摂取するときは食べ過ぎに気を付けて、減塩の商品を求めるなど生活習慣病にならないための配慮も必要です。
自宅で簡単、漬物レシピ
簡単べったら漬け
大根半本、酢25㏄、塩大さじ1、砂糖大さじ8、酒小さじ1
皮をむいて適当に容器に入る大きさに切って、すべての材料を入れたら、容器もしくわポリ袋に入れて冷蔵庫へ1~2日で食べられます。
野菜の塩麴漬け
きゅうり、赤かぶ、キャベツ、カブなど好みを野菜をカットしたら袋へ。
塩ひとつまみしてもみ、塩麴大さじ1を入れてさらにもむ。一晩寝かせば美味しく食べられます。
レンジで簡単ピクルス
酢120㏄、水60㏄、砂糖45g、塩10g、黒コショウ10粒、ローリエ2枚、唐辛子1本、生姜1片を耐熱容器に入れてレンジ500Wで3分加熱。

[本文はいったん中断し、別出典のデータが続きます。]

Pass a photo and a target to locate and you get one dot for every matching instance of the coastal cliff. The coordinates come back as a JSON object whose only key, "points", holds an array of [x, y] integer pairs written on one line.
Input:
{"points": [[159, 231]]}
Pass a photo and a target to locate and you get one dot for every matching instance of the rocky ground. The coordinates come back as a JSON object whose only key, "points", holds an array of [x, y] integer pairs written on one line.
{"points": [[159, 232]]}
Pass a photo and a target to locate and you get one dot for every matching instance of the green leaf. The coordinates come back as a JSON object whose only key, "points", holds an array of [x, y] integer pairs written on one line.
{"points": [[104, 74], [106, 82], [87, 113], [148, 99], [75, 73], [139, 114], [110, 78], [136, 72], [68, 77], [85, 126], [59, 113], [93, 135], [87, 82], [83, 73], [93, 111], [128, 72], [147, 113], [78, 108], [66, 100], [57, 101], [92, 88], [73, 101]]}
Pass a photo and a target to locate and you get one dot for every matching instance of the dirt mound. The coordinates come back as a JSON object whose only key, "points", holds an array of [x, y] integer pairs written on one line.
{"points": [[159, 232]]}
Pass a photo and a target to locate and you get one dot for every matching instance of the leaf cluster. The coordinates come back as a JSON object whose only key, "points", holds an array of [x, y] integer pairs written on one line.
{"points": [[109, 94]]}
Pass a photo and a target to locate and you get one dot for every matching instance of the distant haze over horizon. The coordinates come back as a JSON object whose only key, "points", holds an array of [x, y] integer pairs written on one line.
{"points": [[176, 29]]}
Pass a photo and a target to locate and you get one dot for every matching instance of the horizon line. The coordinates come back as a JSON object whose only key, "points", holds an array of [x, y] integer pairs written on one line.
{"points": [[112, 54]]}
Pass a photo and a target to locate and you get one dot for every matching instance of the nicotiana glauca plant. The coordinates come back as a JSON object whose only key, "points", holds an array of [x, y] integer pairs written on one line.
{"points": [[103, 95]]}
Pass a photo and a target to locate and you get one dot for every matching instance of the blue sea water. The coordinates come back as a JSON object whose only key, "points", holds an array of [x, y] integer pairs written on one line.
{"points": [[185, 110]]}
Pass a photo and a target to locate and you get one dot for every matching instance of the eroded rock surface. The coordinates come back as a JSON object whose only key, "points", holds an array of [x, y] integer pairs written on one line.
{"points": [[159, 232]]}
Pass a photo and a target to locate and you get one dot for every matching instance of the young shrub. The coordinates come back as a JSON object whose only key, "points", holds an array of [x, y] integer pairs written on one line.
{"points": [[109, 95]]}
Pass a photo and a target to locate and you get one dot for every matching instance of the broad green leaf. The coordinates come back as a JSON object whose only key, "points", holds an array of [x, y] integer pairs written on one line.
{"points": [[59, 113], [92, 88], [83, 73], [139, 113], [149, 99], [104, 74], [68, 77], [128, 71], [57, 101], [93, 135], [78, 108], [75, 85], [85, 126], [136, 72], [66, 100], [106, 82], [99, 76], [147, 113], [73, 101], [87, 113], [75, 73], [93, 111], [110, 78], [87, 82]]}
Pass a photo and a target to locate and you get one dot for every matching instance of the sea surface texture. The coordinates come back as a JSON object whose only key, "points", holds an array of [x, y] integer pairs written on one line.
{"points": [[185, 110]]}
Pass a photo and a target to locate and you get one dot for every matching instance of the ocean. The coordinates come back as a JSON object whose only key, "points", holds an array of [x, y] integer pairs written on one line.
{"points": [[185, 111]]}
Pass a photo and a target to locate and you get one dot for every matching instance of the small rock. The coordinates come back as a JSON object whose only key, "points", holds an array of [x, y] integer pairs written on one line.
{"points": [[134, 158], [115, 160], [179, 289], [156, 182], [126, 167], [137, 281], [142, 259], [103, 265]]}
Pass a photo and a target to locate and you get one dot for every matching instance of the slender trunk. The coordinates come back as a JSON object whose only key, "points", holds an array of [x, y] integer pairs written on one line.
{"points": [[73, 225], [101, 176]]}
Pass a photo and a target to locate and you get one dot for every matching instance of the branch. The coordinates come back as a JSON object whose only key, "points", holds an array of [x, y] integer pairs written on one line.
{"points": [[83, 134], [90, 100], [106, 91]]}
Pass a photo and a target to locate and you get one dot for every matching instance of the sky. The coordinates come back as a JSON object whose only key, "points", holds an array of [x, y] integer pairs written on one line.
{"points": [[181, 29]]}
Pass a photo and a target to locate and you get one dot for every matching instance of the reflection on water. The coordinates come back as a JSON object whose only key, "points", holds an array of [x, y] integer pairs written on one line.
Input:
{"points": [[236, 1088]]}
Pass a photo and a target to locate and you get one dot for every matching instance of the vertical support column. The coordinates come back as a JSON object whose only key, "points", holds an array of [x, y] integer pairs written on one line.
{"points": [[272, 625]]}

カットした野菜(きゅうり・大根・人参・玉ねぎ・セロリ・パプリカなど)をこの漬け汁に入れ再度5分加熱。
保存容器に汁ごと移し冷蔵庫へ。3時間ほどすると食べられるようになります。
今回、狭義の意味での塩辛い味付けの漬物について調べたものをご紹介しましたが、広義には果物などを砂糖やシロップに漬け込んで保存したものや、魚などをオイルに付ける広義の漬物もあります。
また次回調べて是非ご紹介したいと思います。